Abel's theorem does not mention uniform convergence of the power series, but its usual proof quickly yields the uniform convergence on the Stolz region. As in the usual proof of Abel's theorem, we let $s_n$ denote the partial sums of the series, $s_n = \sum_{k=0}^n a_k$, and find - setting $s_{-1} = 0$ -
$$S(z) = \sum_{n = 0}^\infty a_n z^n = \sum_{n = 0}^\infty (s_n - s_{n-1}) z^n = \sum_{n = 0}^\infty s_n z^n - \sum_{m = 0}^\infty s_m z^{m+1} = (1-z)\sum_{n = 0}^\infty s_n z^n$$
for $\lvert z\rvert < 1$. We make the same construction for the partial sums of $S$. Setting $s_n^N = s_{\min \{n,N\}}$, we have
$$S_N(z) = \sum_{n = 0}^N a_n z^n = (1-z)\sum_{n = 0}^\infty s_n^N z^n,$$
and hence in our Stolz region, with $K_N = \sup \{ \lvert s_n\rvert : n \geqslant N\}$,
\begin{align} \lvert S(z) - S_N(z)\rvert &= \lvert 1-z\rvert\cdot\Biggl\lvert \sum_{n = 0}^\infty (s_n - s_n^N) z^n\Biggr\rvert\\ &= \lvert 1-z\rvert\cdot\Biggl\lvert \sum_{n = N+1}^\infty (s_n - s_N)z^n\Biggr\rvert\\ &\leqslant \lvert 1-z\rvert \sum_{n = N+1}^\infty \lvert s_n - s_N\rvert\cdot \lvert z^n\rvert\\ &\leqslant \lvert 1-z\rvert \sum_{n = N+1}^\infty (\lvert s_n \rvert + \lvert s_N\rvert)\lvert z\rvert^n\\ &\leqslant \lvert 1-z\rvert\cdot 2K_N\sum_{n = N+1}^\infty \lvert z\rvert^n\\ &= 2K_N \lvert z\rvert^{N+1}\frac{\lvert 1-z\rvert}{1-\lvert z\rvert}\\ &\leqslant 2MK_N. \end{align}
Since by assumption $s_n \to 0$, for any $\varepsilon > 0$ we can find an $N_\varepsilon$ such that
$$K_{N_\varepsilon} \leqslant \frac{\varepsilon}{2M},$$
and a fortiori $K_N \leqslant \frac{\varepsilon}{2M}$ for $N > N_\varepsilon$, which shows the uniform convergence of the series on $R_M$. By continuity, that implies the uniform convergence on $R_M \cup \{1\}$.

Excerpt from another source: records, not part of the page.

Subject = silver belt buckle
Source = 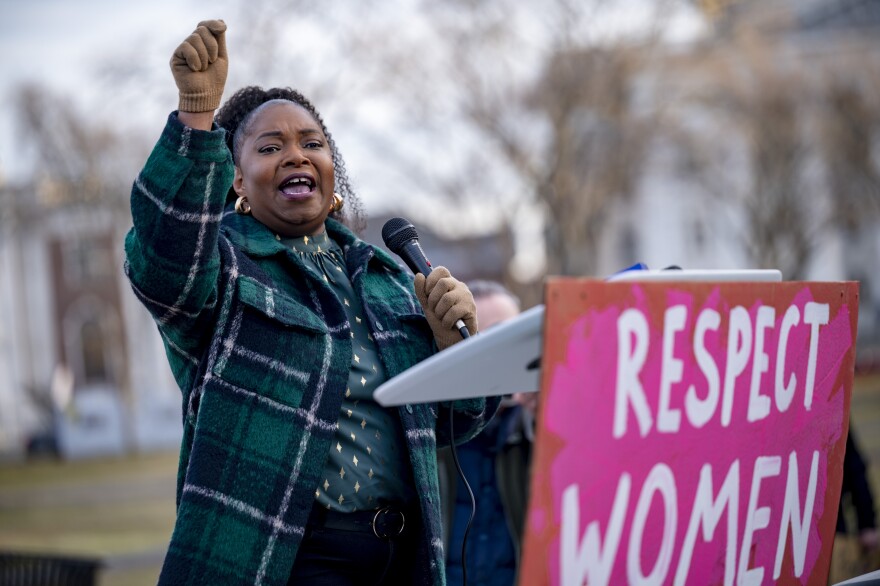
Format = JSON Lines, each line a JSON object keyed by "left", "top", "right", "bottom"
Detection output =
{"left": 371, "top": 506, "right": 405, "bottom": 539}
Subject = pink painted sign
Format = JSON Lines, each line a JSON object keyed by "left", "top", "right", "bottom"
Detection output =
{"left": 520, "top": 279, "right": 859, "bottom": 586}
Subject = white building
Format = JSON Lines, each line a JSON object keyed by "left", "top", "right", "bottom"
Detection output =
{"left": 595, "top": 0, "right": 880, "bottom": 361}
{"left": 0, "top": 180, "right": 181, "bottom": 460}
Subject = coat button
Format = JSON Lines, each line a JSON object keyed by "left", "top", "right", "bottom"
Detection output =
{"left": 377, "top": 323, "right": 384, "bottom": 331}
{"left": 406, "top": 404, "right": 413, "bottom": 414}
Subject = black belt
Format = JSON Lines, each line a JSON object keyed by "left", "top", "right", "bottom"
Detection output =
{"left": 307, "top": 505, "right": 411, "bottom": 540}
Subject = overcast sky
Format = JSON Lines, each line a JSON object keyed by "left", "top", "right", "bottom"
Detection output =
{"left": 0, "top": 0, "right": 706, "bottom": 183}
{"left": 0, "top": 0, "right": 201, "bottom": 93}
{"left": 0, "top": 0, "right": 708, "bottom": 280}
{"left": 0, "top": 0, "right": 231, "bottom": 182}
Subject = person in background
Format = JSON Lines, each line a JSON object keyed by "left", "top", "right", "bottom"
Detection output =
{"left": 829, "top": 423, "right": 880, "bottom": 584}
{"left": 439, "top": 280, "right": 535, "bottom": 586}
{"left": 124, "top": 20, "right": 499, "bottom": 586}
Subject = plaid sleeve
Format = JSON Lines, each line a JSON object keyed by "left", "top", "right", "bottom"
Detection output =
{"left": 124, "top": 113, "right": 234, "bottom": 362}
{"left": 435, "top": 395, "right": 502, "bottom": 447}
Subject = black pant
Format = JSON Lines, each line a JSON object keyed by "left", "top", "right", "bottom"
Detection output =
{"left": 287, "top": 508, "right": 418, "bottom": 585}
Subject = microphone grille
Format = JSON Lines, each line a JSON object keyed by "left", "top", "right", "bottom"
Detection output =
{"left": 381, "top": 217, "right": 419, "bottom": 253}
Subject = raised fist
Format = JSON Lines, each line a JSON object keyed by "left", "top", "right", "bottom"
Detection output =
{"left": 170, "top": 20, "right": 228, "bottom": 113}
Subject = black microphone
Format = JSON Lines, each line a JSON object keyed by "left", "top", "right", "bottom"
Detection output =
{"left": 382, "top": 217, "right": 470, "bottom": 340}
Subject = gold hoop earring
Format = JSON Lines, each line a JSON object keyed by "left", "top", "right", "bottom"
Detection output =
{"left": 235, "top": 195, "right": 252, "bottom": 215}
{"left": 330, "top": 192, "right": 344, "bottom": 213}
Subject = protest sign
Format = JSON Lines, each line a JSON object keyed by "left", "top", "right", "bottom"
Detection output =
{"left": 520, "top": 279, "right": 859, "bottom": 585}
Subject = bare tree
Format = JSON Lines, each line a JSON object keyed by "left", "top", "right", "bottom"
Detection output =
{"left": 309, "top": 0, "right": 683, "bottom": 291}
{"left": 523, "top": 46, "right": 653, "bottom": 276}
{"left": 3, "top": 84, "right": 141, "bottom": 432}
{"left": 820, "top": 81, "right": 880, "bottom": 233}
{"left": 11, "top": 83, "right": 137, "bottom": 211}
{"left": 670, "top": 3, "right": 880, "bottom": 281}
{"left": 737, "top": 64, "right": 814, "bottom": 279}
{"left": 671, "top": 29, "right": 828, "bottom": 279}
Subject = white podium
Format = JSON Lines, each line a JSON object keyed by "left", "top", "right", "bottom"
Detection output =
{"left": 373, "top": 304, "right": 545, "bottom": 406}
{"left": 373, "top": 269, "right": 783, "bottom": 407}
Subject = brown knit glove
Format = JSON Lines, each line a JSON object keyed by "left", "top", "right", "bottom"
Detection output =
{"left": 414, "top": 266, "right": 478, "bottom": 351}
{"left": 170, "top": 20, "right": 228, "bottom": 113}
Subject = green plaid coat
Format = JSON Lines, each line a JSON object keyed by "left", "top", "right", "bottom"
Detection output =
{"left": 124, "top": 114, "right": 498, "bottom": 586}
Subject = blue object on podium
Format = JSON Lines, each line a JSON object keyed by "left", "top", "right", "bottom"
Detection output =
{"left": 607, "top": 268, "right": 782, "bottom": 282}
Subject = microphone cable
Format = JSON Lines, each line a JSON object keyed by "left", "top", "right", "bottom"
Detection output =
{"left": 382, "top": 217, "right": 477, "bottom": 583}
{"left": 448, "top": 399, "right": 476, "bottom": 586}
{"left": 446, "top": 324, "right": 476, "bottom": 586}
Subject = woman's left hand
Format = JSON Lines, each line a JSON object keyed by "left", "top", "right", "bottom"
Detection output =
{"left": 414, "top": 266, "right": 478, "bottom": 350}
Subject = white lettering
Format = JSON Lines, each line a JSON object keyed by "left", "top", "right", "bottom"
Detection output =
{"left": 614, "top": 309, "right": 652, "bottom": 438}
{"left": 738, "top": 456, "right": 782, "bottom": 585}
{"left": 747, "top": 307, "right": 776, "bottom": 422}
{"left": 628, "top": 463, "right": 678, "bottom": 586}
{"left": 674, "top": 461, "right": 740, "bottom": 586}
{"left": 561, "top": 451, "right": 822, "bottom": 584}
{"left": 774, "top": 306, "right": 800, "bottom": 412}
{"left": 561, "top": 479, "right": 630, "bottom": 586}
{"left": 685, "top": 309, "right": 721, "bottom": 429}
{"left": 722, "top": 307, "right": 752, "bottom": 427}
{"left": 803, "top": 303, "right": 829, "bottom": 410}
{"left": 658, "top": 306, "right": 687, "bottom": 433}
{"left": 773, "top": 451, "right": 819, "bottom": 579}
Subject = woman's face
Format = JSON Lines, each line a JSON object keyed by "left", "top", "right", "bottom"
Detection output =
{"left": 233, "top": 101, "right": 335, "bottom": 238}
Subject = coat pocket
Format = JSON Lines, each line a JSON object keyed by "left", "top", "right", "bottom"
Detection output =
{"left": 396, "top": 312, "right": 433, "bottom": 338}
{"left": 382, "top": 312, "right": 436, "bottom": 378}
{"left": 210, "top": 276, "right": 329, "bottom": 408}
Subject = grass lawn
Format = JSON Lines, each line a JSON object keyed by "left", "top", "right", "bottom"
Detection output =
{"left": 0, "top": 449, "right": 178, "bottom": 491}
{"left": 852, "top": 373, "right": 880, "bottom": 498}
{"left": 0, "top": 450, "right": 178, "bottom": 585}
{"left": 1, "top": 375, "right": 878, "bottom": 585}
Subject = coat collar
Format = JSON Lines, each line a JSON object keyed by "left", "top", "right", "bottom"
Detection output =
{"left": 220, "top": 207, "right": 403, "bottom": 274}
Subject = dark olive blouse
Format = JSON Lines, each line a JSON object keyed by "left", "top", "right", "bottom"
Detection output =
{"left": 283, "top": 230, "right": 416, "bottom": 512}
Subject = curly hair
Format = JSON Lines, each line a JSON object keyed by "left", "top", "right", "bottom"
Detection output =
{"left": 214, "top": 86, "right": 365, "bottom": 232}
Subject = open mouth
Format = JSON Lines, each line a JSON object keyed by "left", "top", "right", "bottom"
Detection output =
{"left": 279, "top": 174, "right": 316, "bottom": 197}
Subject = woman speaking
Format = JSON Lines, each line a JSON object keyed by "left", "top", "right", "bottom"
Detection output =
{"left": 124, "top": 19, "right": 498, "bottom": 586}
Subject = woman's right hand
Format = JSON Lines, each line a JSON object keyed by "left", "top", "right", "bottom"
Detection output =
{"left": 414, "top": 266, "right": 478, "bottom": 350}
{"left": 170, "top": 20, "right": 228, "bottom": 126}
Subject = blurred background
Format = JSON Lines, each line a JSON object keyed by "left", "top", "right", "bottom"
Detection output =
{"left": 1, "top": 0, "right": 879, "bottom": 584}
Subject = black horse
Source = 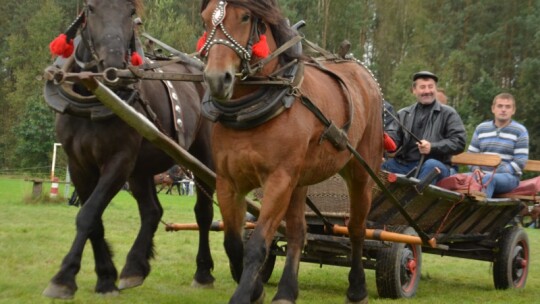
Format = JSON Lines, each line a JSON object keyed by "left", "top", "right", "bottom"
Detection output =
{"left": 43, "top": 0, "right": 215, "bottom": 299}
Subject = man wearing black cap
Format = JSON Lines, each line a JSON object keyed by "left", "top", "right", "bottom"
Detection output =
{"left": 382, "top": 71, "right": 466, "bottom": 183}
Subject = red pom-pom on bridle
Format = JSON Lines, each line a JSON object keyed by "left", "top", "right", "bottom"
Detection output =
{"left": 131, "top": 51, "right": 143, "bottom": 66}
{"left": 49, "top": 33, "right": 74, "bottom": 58}
{"left": 196, "top": 32, "right": 208, "bottom": 53}
{"left": 252, "top": 34, "right": 270, "bottom": 58}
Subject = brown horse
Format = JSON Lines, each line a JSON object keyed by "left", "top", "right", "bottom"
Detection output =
{"left": 154, "top": 171, "right": 175, "bottom": 193}
{"left": 154, "top": 165, "right": 189, "bottom": 194}
{"left": 42, "top": 0, "right": 215, "bottom": 299}
{"left": 200, "top": 0, "right": 383, "bottom": 303}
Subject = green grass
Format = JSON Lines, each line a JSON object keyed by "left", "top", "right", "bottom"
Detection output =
{"left": 0, "top": 176, "right": 539, "bottom": 303}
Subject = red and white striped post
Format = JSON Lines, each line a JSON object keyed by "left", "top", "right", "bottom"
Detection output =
{"left": 50, "top": 177, "right": 59, "bottom": 198}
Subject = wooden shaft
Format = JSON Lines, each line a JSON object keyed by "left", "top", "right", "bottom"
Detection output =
{"left": 332, "top": 225, "right": 437, "bottom": 248}
{"left": 166, "top": 221, "right": 256, "bottom": 232}
{"left": 168, "top": 221, "right": 437, "bottom": 248}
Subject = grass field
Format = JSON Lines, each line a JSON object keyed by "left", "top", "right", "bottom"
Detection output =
{"left": 0, "top": 176, "right": 539, "bottom": 303}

Hence, in the case of real arguments, we have a simple summary:
- If a power series with centre $0$ and radius of convergence $R \in (0,+\infty)$ converges absolutely at $R$ or at $-R$, it converges absolutely and uniformly on $[-R,R]$.
- If a power series with centre $0$ and radius of convergence $R \in (0,+\infty)$ converges (conditionally) at $R$ (at $-R$), it converges uniformly on every interval $[-r,R]$ (on every interval $[-R,r]$) where $0 < r < R$. The convergence is absolute on $(-R,R)$, but not necessarily at the endpoint(s). If the series converges at both endpoints, the convergence is uniform on $[-R,R]$.
For complex arguments, we only have the simple characterisation when we have absolute convergence at one (and hence all) point on the boundary circle. Then the series converges absolutely and uniformly on the closed disk $\overline{D_R(0)}$.
In the case of conditional but not absolute convergence at a point $z_0$ on the boundary, we have uniform convergence on an augmented Stolz region with vertex at $z_0$. But even if the series is conditionally convergent at all boundary points, the convergence is in general not uniform on the whole disk $D_R(0)$. As mentioned in this Math Overflow question, Sierpiński has constructed a power series that converges at every point on the unit circle, but whose sum function is discontinuous on the unit circle (at some points of the unit circle at least, I don't know if it is discontinuous at every point of the boundary circle). That is incompatible with uniform convergence.